Yeah, but it's only available in the US. Thus Aussies like me lose out.

19Ardashir
Sep 11, 2007, 9:40 am

Garth Ennis?!

Honestly, Ennis doesn't hold a candle to Moore as a writer - the man has basically churned out variations on the same banal, sophomoric story for more than a decade.
I liked some of his early stuff, including Hellblazer and the early issues of Preacher, but since then he has written nearly nothing worth reading.

Moore, meanwhile, has continued to produce great work, like Top Ten, Lost Girls, Supreme and The League of Extraordinary Gentlemen, in spite of certain missteps. And Moore can create characters you care about and stories that cut to the bone like few other writers in the medium.

20gurpsgm First Message
Edited: Sep 12, 2007, 5:44 pm

Perhaps they are the same size? Anyway, I liked "Watchmen" (I have found several who did not or found it confusing) but loved "The Sandman" - and anyone who thinks that Moore can't handle a female character should be required to read "Lost Girls". I haven't kept up with comics for years - just getting back into the swing of things and I find Moore a fine block on which to stand to survey what's happening in comics right now.

21AlexandraKitty
Oct 15, 2007, 8:42 pm

Huge Moore fan. But there is something icy and clinical in his writing, which I think can turn some people off from his work.

But his stuff just clicks.

22alexa_d
Feb 7, 2008, 9:28 pm

I personally haven't had any trouble connecting to, and even warming up to, several of his characters. Like Evey in V for Vendetta, Mina Harker and Mr. Hyde in The League of Extraordinary Gentlemen, and, wow, just about everybody in Watchmen

I also think it's unfair to say that just because he uses a lot of words sometimes that he neglects the graphic elements of the storytelling. He knows when to make his characters talk and when not to.

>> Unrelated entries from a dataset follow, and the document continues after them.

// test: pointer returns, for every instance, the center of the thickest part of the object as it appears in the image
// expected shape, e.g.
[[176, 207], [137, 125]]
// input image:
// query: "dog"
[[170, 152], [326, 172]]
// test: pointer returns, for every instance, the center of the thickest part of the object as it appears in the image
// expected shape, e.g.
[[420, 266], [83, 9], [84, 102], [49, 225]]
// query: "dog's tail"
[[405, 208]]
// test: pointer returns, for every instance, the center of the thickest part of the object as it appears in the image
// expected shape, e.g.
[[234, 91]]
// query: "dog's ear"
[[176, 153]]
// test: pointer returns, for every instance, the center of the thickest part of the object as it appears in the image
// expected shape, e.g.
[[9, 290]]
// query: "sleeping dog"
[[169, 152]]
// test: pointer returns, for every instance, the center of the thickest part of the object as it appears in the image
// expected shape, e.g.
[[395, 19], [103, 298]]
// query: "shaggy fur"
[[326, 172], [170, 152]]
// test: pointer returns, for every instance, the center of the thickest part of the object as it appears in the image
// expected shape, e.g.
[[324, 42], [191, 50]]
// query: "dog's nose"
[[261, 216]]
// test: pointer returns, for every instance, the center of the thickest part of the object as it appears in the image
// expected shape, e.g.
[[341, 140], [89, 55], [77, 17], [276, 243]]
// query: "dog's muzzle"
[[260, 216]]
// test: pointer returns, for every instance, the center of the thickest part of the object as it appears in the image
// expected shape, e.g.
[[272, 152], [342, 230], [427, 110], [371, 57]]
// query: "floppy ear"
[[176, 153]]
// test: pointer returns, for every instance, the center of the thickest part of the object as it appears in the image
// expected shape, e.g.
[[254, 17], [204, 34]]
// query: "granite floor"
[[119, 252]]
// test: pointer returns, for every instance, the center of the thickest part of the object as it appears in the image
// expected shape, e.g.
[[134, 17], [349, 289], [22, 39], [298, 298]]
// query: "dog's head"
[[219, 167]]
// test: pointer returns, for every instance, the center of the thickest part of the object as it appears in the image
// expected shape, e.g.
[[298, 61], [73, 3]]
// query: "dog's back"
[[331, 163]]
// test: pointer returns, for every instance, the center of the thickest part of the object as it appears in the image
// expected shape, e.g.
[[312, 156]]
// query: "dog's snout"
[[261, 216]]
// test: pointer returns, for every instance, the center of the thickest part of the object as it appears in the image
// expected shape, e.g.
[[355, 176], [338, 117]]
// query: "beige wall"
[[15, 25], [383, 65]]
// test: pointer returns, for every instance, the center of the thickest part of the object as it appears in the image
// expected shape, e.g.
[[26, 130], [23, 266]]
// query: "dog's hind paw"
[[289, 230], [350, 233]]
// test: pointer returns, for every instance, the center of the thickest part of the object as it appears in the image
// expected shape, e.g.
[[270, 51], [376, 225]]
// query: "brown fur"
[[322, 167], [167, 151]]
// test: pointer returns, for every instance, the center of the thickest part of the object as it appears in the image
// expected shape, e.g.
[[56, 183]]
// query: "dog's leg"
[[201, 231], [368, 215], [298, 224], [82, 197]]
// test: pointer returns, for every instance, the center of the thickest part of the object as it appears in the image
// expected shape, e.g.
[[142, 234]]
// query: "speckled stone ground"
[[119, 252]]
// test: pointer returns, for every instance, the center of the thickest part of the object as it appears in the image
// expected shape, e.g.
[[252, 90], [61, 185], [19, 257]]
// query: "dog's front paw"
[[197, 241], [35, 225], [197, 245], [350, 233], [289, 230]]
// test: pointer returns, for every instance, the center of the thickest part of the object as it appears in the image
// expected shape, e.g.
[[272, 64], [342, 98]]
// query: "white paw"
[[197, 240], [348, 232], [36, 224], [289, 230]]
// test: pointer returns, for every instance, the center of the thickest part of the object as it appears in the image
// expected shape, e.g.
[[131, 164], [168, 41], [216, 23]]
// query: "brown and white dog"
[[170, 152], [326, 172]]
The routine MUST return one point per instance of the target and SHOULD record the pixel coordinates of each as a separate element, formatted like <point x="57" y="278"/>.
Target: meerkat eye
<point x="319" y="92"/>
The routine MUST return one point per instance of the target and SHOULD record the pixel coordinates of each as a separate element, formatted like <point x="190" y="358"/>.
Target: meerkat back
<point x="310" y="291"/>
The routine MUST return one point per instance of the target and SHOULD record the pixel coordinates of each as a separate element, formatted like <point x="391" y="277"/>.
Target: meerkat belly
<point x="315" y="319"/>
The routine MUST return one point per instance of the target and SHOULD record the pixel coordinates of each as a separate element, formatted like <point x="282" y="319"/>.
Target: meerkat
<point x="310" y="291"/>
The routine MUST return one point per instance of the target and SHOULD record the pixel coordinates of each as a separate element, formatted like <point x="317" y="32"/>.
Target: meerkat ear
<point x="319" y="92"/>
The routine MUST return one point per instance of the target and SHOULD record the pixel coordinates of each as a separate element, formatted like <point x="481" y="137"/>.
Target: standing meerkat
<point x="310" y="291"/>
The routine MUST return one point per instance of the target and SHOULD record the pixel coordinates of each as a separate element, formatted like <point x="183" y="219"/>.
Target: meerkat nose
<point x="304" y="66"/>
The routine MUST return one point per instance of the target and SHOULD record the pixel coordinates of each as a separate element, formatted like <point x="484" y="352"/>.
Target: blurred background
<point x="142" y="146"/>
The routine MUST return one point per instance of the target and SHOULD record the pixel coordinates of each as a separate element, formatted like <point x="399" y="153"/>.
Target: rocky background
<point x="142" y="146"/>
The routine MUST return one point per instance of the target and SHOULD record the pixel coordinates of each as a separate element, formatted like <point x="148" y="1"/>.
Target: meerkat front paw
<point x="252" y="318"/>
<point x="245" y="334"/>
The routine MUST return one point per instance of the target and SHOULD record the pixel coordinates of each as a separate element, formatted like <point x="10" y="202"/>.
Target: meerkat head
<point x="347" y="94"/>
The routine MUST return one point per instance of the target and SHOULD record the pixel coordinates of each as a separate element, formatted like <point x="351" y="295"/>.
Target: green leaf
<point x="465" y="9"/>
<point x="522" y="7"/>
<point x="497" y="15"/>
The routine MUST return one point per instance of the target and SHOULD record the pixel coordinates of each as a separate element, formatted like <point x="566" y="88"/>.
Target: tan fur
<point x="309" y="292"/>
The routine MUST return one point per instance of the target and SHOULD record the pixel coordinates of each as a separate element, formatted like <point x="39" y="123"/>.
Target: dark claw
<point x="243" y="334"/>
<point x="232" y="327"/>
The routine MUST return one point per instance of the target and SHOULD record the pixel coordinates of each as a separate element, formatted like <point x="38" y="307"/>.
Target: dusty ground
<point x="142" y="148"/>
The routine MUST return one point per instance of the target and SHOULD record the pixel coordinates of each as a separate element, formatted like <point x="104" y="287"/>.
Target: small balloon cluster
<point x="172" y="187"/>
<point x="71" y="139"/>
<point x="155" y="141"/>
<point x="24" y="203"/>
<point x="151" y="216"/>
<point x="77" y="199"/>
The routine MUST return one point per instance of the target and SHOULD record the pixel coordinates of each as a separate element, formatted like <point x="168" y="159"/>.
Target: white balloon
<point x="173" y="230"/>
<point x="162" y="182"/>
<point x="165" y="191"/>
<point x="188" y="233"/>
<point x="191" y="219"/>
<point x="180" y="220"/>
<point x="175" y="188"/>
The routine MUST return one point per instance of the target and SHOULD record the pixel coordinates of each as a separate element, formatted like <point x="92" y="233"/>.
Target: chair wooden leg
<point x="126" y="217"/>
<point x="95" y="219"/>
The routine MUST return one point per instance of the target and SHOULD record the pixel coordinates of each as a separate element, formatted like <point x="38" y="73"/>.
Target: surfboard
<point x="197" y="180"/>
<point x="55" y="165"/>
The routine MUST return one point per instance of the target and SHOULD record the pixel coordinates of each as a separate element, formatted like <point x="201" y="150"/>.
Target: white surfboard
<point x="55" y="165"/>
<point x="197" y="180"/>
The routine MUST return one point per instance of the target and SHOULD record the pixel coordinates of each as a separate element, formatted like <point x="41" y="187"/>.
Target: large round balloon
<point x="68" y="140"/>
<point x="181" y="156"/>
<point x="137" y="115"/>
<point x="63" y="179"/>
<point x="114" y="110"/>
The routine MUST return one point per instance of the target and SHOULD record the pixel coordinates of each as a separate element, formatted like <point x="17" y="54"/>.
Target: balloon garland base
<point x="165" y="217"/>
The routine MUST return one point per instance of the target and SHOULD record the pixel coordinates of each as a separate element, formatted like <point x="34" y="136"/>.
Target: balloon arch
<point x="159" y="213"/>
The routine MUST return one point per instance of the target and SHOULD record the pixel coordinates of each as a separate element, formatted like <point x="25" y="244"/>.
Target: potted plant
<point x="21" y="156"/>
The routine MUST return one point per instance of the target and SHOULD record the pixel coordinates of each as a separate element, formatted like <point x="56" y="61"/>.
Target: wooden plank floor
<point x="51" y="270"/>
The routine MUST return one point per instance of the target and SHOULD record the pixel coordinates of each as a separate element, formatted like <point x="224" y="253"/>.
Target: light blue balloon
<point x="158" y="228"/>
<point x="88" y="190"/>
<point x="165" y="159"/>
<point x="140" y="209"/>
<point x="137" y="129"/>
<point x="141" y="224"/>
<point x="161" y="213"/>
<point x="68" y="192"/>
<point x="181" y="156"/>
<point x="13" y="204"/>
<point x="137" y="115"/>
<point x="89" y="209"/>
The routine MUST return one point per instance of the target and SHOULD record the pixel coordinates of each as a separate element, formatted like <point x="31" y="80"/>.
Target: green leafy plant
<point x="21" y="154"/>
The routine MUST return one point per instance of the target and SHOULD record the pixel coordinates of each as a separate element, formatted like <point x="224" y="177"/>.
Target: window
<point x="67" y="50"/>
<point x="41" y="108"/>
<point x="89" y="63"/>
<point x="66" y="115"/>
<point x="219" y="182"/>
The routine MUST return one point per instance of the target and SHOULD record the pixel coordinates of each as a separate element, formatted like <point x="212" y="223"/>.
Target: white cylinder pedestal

And often with him, even the words add to the graphic design-- there's a reason he gets Todd Klein to letter everything he does.

I do think he's a genius, and I've thought so from the first time I read him. And I hadn't heard any of the typical hype around him then; I picked up his books on the basis of the From Hell movie, a brief mention of V in Entertainment Weekly, and the fact that Watchmen is one of the few comic books in my local library.